Enlightened by the internship, Gregg still considered himself ahead of the curve, career-wise.
“I realized that my only real option was to start my own company. So I spent the last two years of college with that in mind. I had a couple of buddies from school that had the same mindset. When we graduated, we decided to set up shop in Austin (Tex.), because there was severe weather in Austin, there was good music in Austin, and I was kind of sick of the cold.”
The new company originally set its sights on agricultural forecasting in order to pay the bills, but an unusual offer pivoted the course of what would become Gregg’s long-term business, AnythingWeather.
“We got a call from a guy who operated a big roofing company, and he offered us free office space if we’d provide him with hail reports from across the country. Hail damage was a new focus for roofers back then, and it turned out to be very lucrative. So we started the hail service, which is still one of our core operations almost three decades later.”
Like their son, Gregg’s parents, Tim and Jeanne, had grown weary of harsh weather; they sold their Castle Rock, Col. home as soon as Gregg graduated from high school, and took off for the heat of Palm Desert, Cal. With an open invitation to work out of their property, Gregg left Austin in 1997 and headed for the Southern California desert; a few years later he summoned a college roommate with whom he had been planning a part-time business since their days in Lawrence: Jason Webb.
With AnythingWeather reestablished in SoCal, Gregg and Jason got to work on their dream side hustle: running storm-chasing tours. The first was in 1999, six weeks of chasing under the flag of F5! Tornade Safaris. Having missed only the Covid-plagued 2020 chase season, next month’s tours will mark the 25th annual safaris for the company – all of them launched from Oklahoma City, Okla.
Save for a few years when Jason was running around England with Shruti Uppal, a British client from a 2012 tornado chase whom he married two years later, Jason has served as F5!’s lead-car driver from the beginning.

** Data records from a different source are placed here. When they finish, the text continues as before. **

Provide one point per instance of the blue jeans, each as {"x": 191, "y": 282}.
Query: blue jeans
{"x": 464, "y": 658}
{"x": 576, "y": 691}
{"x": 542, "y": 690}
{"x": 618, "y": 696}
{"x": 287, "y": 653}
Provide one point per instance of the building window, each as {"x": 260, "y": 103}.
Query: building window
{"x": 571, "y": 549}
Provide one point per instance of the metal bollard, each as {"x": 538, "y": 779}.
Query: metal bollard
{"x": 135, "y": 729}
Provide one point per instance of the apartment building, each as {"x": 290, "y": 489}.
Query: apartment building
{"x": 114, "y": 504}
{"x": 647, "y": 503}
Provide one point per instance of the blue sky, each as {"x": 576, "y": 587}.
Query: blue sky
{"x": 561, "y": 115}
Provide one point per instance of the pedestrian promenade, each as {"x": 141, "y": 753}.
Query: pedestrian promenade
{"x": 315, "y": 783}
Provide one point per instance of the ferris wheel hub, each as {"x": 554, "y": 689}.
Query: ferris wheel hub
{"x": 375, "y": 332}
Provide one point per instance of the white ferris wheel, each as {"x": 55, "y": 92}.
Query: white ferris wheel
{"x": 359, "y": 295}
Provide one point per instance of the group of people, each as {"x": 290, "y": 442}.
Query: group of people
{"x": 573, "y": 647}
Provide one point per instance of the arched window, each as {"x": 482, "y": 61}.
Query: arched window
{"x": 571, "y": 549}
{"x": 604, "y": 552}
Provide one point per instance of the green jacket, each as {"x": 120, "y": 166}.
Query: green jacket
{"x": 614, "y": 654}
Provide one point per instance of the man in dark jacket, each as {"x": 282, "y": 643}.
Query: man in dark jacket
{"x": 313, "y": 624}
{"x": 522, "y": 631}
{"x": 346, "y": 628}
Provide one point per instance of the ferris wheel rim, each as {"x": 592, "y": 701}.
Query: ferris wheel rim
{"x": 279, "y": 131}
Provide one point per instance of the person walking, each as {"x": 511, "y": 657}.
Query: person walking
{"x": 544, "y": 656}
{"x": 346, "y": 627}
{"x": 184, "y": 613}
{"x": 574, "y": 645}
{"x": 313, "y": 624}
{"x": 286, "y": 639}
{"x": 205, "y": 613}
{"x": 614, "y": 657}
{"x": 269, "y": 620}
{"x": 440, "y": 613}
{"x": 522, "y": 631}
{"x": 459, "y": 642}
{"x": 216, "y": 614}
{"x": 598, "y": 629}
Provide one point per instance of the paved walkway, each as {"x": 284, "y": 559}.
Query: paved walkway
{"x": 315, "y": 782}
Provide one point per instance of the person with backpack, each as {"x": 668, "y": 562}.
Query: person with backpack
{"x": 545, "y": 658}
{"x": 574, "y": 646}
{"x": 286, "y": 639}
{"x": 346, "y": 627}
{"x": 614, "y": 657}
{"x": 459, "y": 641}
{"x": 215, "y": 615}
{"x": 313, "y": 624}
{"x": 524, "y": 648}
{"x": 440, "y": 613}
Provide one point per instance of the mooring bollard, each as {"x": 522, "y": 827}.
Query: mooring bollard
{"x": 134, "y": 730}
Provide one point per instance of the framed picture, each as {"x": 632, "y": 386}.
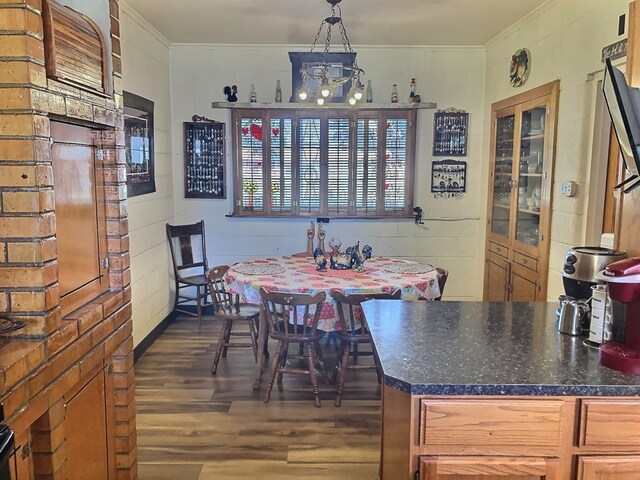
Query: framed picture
{"x": 138, "y": 136}
{"x": 302, "y": 59}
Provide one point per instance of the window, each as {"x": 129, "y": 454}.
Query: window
{"x": 328, "y": 162}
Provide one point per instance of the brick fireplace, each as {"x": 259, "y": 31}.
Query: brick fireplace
{"x": 61, "y": 367}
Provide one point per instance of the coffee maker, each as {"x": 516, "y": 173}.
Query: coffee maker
{"x": 623, "y": 279}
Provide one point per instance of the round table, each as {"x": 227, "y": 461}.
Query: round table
{"x": 300, "y": 275}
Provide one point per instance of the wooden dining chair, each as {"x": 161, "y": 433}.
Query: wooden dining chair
{"x": 227, "y": 307}
{"x": 353, "y": 333}
{"x": 293, "y": 318}
{"x": 189, "y": 256}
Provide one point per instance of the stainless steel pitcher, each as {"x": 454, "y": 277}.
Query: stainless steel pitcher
{"x": 572, "y": 314}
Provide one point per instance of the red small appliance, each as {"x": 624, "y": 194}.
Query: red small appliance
{"x": 623, "y": 278}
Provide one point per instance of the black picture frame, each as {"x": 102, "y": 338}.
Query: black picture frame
{"x": 139, "y": 151}
{"x": 298, "y": 59}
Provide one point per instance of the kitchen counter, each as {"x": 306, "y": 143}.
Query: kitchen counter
{"x": 481, "y": 348}
{"x": 492, "y": 390}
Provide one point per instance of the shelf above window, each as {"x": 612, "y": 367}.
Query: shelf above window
{"x": 330, "y": 106}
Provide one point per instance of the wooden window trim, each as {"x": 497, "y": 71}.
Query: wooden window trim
{"x": 266, "y": 115}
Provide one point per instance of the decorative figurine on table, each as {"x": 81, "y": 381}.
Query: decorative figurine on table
{"x": 357, "y": 258}
{"x": 352, "y": 258}
{"x": 321, "y": 235}
{"x": 319, "y": 258}
{"x": 311, "y": 231}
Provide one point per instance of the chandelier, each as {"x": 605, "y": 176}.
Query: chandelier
{"x": 322, "y": 78}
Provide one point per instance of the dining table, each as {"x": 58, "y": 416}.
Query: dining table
{"x": 300, "y": 274}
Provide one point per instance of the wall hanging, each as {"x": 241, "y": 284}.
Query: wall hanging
{"x": 448, "y": 178}
{"x": 204, "y": 159}
{"x": 520, "y": 67}
{"x": 450, "y": 133}
{"x": 138, "y": 139}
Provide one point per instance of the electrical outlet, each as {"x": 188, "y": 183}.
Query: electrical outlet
{"x": 569, "y": 189}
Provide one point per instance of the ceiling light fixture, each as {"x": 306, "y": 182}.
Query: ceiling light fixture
{"x": 321, "y": 79}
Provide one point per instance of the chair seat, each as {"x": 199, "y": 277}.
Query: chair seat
{"x": 244, "y": 310}
{"x": 195, "y": 280}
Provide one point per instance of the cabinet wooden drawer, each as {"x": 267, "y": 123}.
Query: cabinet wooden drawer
{"x": 526, "y": 261}
{"x": 499, "y": 249}
{"x": 603, "y": 421}
{"x": 490, "y": 423}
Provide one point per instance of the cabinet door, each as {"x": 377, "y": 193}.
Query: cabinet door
{"x": 609, "y": 468}
{"x": 524, "y": 287}
{"x": 496, "y": 279}
{"x": 530, "y": 125}
{"x": 488, "y": 468}
{"x": 86, "y": 427}
{"x": 501, "y": 175}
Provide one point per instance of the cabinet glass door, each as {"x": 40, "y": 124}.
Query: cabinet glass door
{"x": 530, "y": 168}
{"x": 503, "y": 176}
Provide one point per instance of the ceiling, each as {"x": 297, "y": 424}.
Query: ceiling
{"x": 368, "y": 22}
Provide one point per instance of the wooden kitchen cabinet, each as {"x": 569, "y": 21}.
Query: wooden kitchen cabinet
{"x": 609, "y": 468}
{"x": 488, "y": 468}
{"x": 523, "y": 130}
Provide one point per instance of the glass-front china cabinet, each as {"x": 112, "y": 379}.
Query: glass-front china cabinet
{"x": 523, "y": 131}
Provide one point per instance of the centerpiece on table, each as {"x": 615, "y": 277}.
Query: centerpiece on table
{"x": 351, "y": 259}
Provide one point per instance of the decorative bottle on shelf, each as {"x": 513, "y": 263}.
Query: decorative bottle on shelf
{"x": 278, "y": 92}
{"x": 394, "y": 94}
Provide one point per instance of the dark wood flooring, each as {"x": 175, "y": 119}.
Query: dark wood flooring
{"x": 196, "y": 426}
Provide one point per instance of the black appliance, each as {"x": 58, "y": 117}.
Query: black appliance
{"x": 580, "y": 266}
{"x": 623, "y": 103}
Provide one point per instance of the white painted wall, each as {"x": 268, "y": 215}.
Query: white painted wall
{"x": 565, "y": 38}
{"x": 145, "y": 65}
{"x": 452, "y": 234}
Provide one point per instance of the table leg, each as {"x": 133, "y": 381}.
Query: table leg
{"x": 263, "y": 330}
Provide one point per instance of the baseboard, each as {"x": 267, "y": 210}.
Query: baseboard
{"x": 149, "y": 340}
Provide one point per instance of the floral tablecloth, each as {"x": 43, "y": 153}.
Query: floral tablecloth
{"x": 299, "y": 274}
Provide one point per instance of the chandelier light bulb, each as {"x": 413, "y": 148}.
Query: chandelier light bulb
{"x": 325, "y": 91}
{"x": 331, "y": 74}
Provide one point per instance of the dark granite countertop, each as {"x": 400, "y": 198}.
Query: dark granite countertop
{"x": 482, "y": 348}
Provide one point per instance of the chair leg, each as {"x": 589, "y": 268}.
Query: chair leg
{"x": 311, "y": 358}
{"x": 253, "y": 333}
{"x": 376, "y": 361}
{"x": 320, "y": 361}
{"x": 227, "y": 337}
{"x": 342, "y": 373}
{"x": 199, "y": 308}
{"x": 280, "y": 350}
{"x": 219, "y": 347}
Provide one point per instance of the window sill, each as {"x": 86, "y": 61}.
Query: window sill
{"x": 328, "y": 106}
{"x": 307, "y": 217}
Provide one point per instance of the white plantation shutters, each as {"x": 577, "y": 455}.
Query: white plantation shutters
{"x": 338, "y": 163}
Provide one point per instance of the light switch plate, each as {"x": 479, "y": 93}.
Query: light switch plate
{"x": 569, "y": 189}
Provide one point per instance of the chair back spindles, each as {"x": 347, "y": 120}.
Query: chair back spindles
{"x": 293, "y": 318}
{"x": 354, "y": 332}
{"x": 228, "y": 308}
{"x": 187, "y": 245}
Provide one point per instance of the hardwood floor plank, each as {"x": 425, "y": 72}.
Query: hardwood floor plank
{"x": 196, "y": 426}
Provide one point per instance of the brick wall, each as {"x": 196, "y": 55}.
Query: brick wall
{"x": 43, "y": 361}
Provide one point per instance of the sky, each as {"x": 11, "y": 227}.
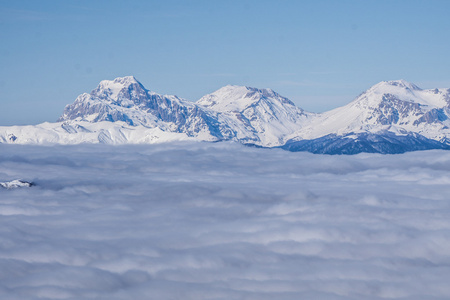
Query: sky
{"x": 320, "y": 54}
{"x": 222, "y": 221}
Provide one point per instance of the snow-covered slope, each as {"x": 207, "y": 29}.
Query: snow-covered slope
{"x": 258, "y": 116}
{"x": 395, "y": 106}
{"x": 390, "y": 117}
{"x": 123, "y": 111}
{"x": 125, "y": 99}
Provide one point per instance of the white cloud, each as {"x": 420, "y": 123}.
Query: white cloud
{"x": 222, "y": 221}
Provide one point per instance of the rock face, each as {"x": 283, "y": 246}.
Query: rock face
{"x": 257, "y": 116}
{"x": 390, "y": 117}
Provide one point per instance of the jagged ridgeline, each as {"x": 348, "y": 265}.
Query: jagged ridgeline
{"x": 390, "y": 117}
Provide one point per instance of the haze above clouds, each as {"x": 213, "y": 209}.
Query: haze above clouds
{"x": 222, "y": 221}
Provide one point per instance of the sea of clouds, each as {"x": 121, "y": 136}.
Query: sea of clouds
{"x": 222, "y": 221}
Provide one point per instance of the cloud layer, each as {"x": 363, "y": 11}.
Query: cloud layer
{"x": 222, "y": 221}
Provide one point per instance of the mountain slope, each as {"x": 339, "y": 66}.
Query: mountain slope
{"x": 258, "y": 116}
{"x": 396, "y": 106}
{"x": 264, "y": 118}
{"x": 390, "y": 117}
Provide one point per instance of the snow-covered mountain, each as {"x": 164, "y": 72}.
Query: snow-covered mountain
{"x": 390, "y": 117}
{"x": 259, "y": 116}
{"x": 396, "y": 106}
{"x": 123, "y": 111}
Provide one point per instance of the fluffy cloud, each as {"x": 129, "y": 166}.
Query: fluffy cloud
{"x": 222, "y": 221}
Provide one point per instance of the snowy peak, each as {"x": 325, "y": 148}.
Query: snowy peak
{"x": 397, "y": 83}
{"x": 121, "y": 88}
{"x": 403, "y": 93}
{"x": 233, "y": 98}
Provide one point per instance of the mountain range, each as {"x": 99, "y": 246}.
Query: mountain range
{"x": 390, "y": 117}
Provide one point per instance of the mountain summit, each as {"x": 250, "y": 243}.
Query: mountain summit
{"x": 248, "y": 115}
{"x": 390, "y": 117}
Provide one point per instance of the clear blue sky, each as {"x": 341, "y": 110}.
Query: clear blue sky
{"x": 320, "y": 54}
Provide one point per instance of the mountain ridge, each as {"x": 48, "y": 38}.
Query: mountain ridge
{"x": 123, "y": 111}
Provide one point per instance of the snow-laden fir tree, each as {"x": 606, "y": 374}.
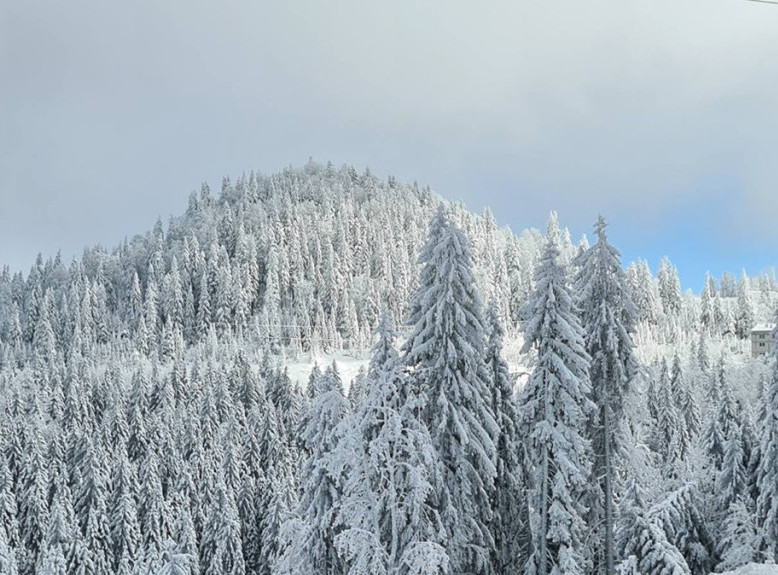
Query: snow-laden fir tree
{"x": 744, "y": 318}
{"x": 446, "y": 353}
{"x": 510, "y": 508}
{"x": 390, "y": 526}
{"x": 767, "y": 475}
{"x": 310, "y": 538}
{"x": 555, "y": 405}
{"x": 642, "y": 543}
{"x": 608, "y": 317}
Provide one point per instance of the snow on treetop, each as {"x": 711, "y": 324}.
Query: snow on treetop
{"x": 754, "y": 569}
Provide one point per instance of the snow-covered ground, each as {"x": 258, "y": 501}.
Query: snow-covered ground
{"x": 349, "y": 363}
{"x": 754, "y": 569}
{"x": 348, "y": 366}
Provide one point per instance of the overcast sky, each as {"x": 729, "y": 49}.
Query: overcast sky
{"x": 661, "y": 114}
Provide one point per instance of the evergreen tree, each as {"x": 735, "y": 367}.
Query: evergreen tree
{"x": 555, "y": 405}
{"x": 608, "y": 319}
{"x": 313, "y": 549}
{"x": 510, "y": 509}
{"x": 387, "y": 457}
{"x": 767, "y": 474}
{"x": 446, "y": 353}
{"x": 744, "y": 319}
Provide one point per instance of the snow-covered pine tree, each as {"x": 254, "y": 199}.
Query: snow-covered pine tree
{"x": 767, "y": 474}
{"x": 555, "y": 405}
{"x": 510, "y": 507}
{"x": 608, "y": 317}
{"x": 445, "y": 351}
{"x": 312, "y": 548}
{"x": 389, "y": 523}
{"x": 669, "y": 287}
{"x": 642, "y": 543}
{"x": 744, "y": 317}
{"x": 739, "y": 542}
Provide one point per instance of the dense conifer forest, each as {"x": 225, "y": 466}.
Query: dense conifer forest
{"x": 527, "y": 404}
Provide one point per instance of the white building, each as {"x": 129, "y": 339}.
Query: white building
{"x": 762, "y": 342}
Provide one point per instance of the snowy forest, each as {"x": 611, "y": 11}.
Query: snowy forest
{"x": 524, "y": 404}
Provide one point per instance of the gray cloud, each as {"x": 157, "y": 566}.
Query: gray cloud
{"x": 112, "y": 113}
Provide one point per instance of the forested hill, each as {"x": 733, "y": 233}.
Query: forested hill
{"x": 305, "y": 259}
{"x": 148, "y": 425}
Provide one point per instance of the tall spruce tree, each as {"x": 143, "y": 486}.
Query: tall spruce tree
{"x": 608, "y": 317}
{"x": 555, "y": 407}
{"x": 767, "y": 475}
{"x": 446, "y": 352}
{"x": 390, "y": 524}
{"x": 510, "y": 507}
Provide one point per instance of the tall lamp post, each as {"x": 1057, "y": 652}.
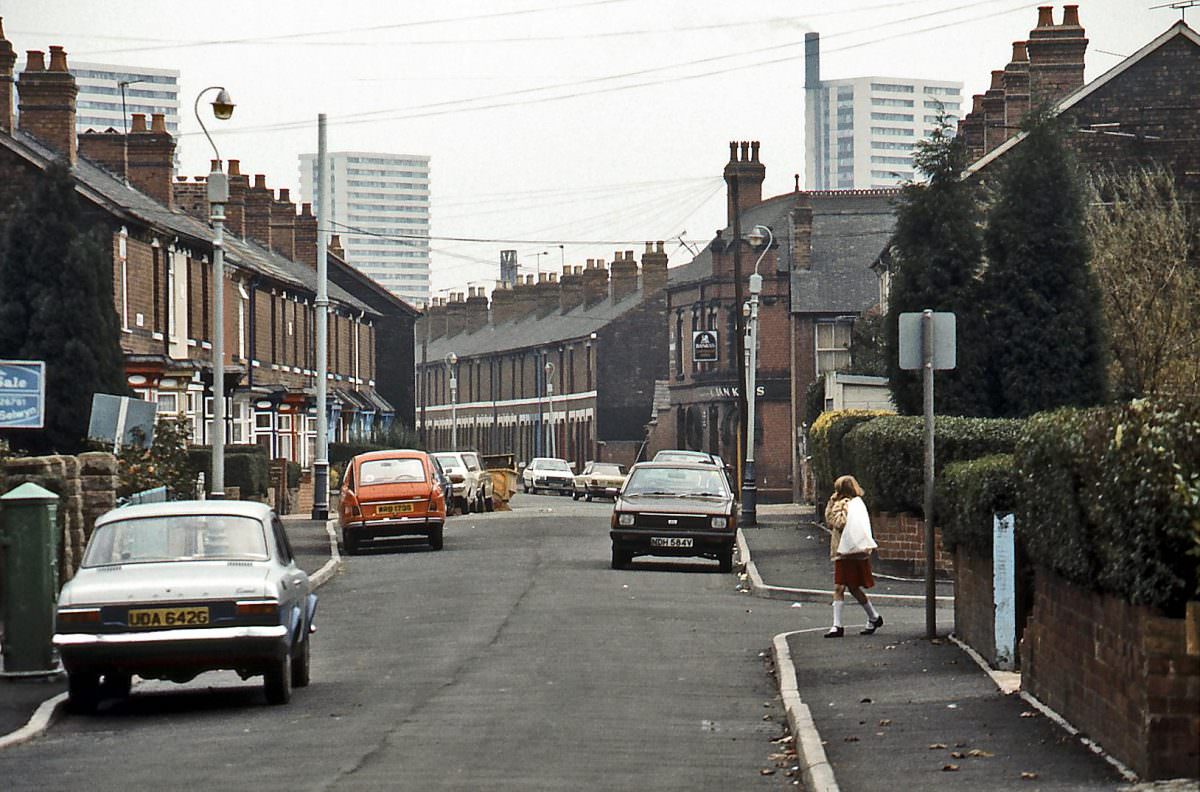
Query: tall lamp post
{"x": 219, "y": 193}
{"x": 451, "y": 370}
{"x": 759, "y": 234}
{"x": 550, "y": 399}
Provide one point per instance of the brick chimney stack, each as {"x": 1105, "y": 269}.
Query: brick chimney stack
{"x": 283, "y": 225}
{"x": 523, "y": 299}
{"x": 570, "y": 293}
{"x": 743, "y": 178}
{"x": 7, "y": 63}
{"x": 235, "y": 208}
{"x": 1017, "y": 89}
{"x": 306, "y": 237}
{"x": 48, "y": 102}
{"x": 151, "y": 157}
{"x": 258, "y": 211}
{"x": 106, "y": 149}
{"x": 654, "y": 269}
{"x": 547, "y": 294}
{"x": 502, "y": 303}
{"x": 456, "y": 315}
{"x": 477, "y": 310}
{"x": 994, "y": 112}
{"x": 624, "y": 275}
{"x": 1056, "y": 57}
{"x": 595, "y": 282}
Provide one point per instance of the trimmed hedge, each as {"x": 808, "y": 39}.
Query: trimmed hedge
{"x": 246, "y": 467}
{"x": 888, "y": 454}
{"x": 829, "y": 459}
{"x": 969, "y": 493}
{"x": 1110, "y": 499}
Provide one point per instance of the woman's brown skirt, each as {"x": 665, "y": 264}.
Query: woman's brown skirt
{"x": 853, "y": 573}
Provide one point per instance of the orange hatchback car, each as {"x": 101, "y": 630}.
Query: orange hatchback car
{"x": 391, "y": 495}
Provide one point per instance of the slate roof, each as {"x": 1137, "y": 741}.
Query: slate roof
{"x": 127, "y": 203}
{"x": 850, "y": 227}
{"x": 531, "y": 331}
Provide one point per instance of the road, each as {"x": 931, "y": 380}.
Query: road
{"x": 515, "y": 659}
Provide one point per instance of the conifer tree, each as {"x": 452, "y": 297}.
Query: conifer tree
{"x": 1044, "y": 317}
{"x": 936, "y": 253}
{"x": 57, "y": 305}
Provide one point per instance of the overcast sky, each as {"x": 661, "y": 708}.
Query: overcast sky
{"x": 591, "y": 124}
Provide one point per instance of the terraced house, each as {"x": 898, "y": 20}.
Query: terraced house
{"x": 161, "y": 251}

Sitting right beside him is Gregg, the lead meteorologist since 1999.
The pair has spent much of their time for the past quarter-century attempting to recapture the grandeur of their very first tour, when they were thrust into the path of the 1999 Bridge Creek-Moore tornado (known locally as the May 3 Tornado), an F5 with the highest speeds ever measured on the planet by Doppler radar: 301 mph (+-20 mph).
The twister killed 46 people, injured 800 and cut a 38-mile swatch of destruction that damaged 8,000 buildings in the suburbs south of Oklahoma City, the starting point for that first tour (and every one since) 25 years ago.
“I mean, that was our first tornado as a business,” Gregg noted. “We could go 100 years without seeing the likes of that again.”